Charles Villette knew all the ways to die of starvation.
"Local PD is investigating the family for Munchausen-by-proxy or abuse," Lau said. "They're holding the second body for autopsy. There's a detective there who kicked this up for assistance. He's read about suicide clusters and seems to feel out of his league. Good thing he did. It tripped the flags and came down to us."
"And the first body?" Falkner pressed. Get through this, through the next minute and they could be back on topic again. They could be a team around a table doing their jobs.
"Would have to be exhumed," Lau said.
Someone had to ask the question. Esther Falkner counted a slow five beats down, silent. She hadn't hit two before Daniel Brady leaned back and said "So why's this on our desk?"

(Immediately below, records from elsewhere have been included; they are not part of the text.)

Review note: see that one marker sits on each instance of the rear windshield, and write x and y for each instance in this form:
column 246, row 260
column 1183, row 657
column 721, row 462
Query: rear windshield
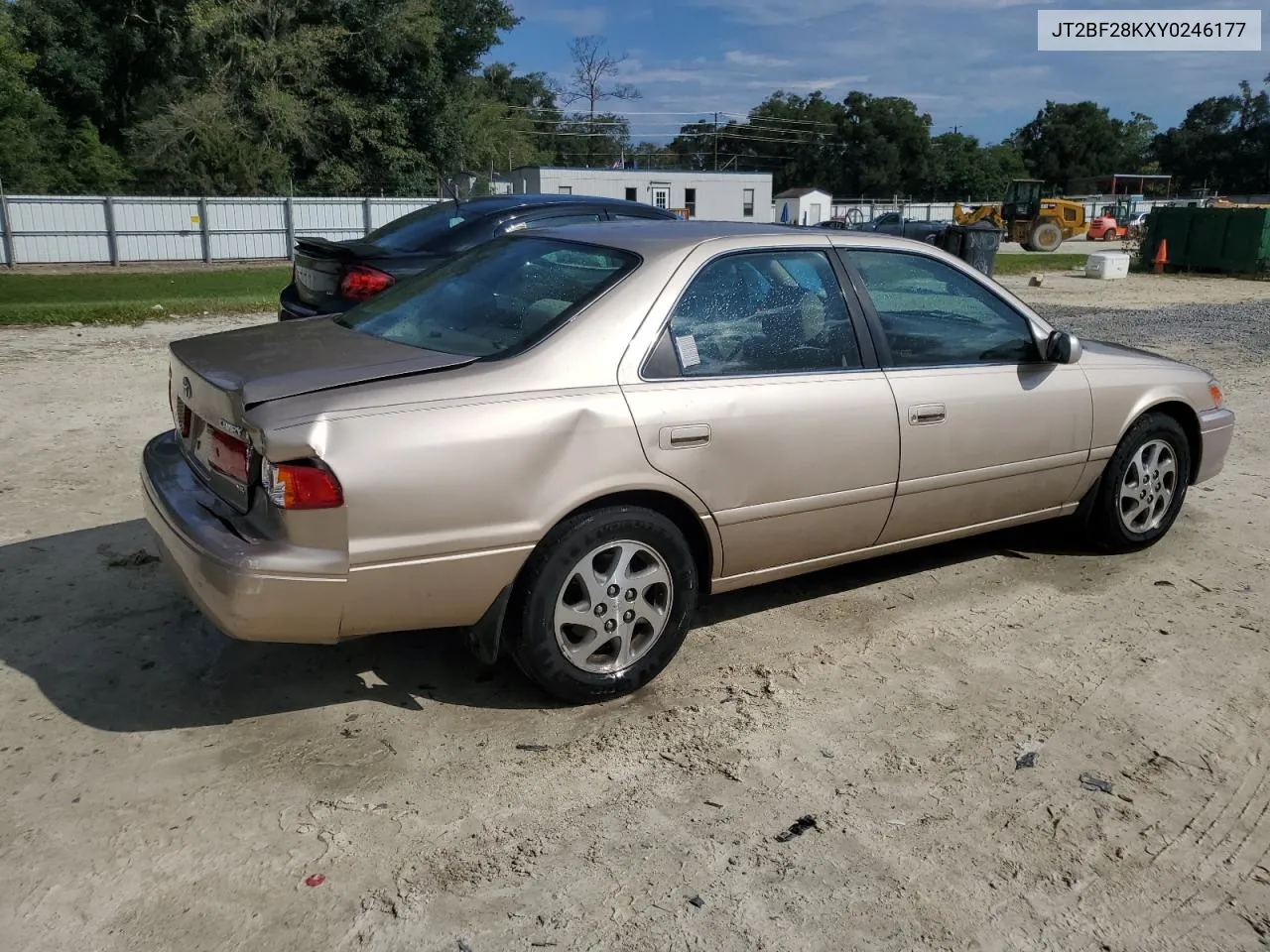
column 495, row 299
column 420, row 231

She let out a breath. It was good, the supervisory part of her noted, to have people around who weren't so terribly invested in looking like they already knew.Lau slid the file shut so gently it didn't even rustle. "Cecily Marshall was sixteen years old and died of a massive heart attack. They weighed the body in at eighty-nine pounds." A pause; maybe presentational, maybe genuine disgust and grief. "At her last physical in May she weighed one hundred and forty five."
"Oh," Hafidha Gates said, muffled and involuntary, and hunched over herself like a wound.
"Either we have someone sucking the weight off teenage girls," Worth began.
It hung in the air for a moment. Esther Falkner took aim and shot it down.
"Or we have a plague of gammas," she said.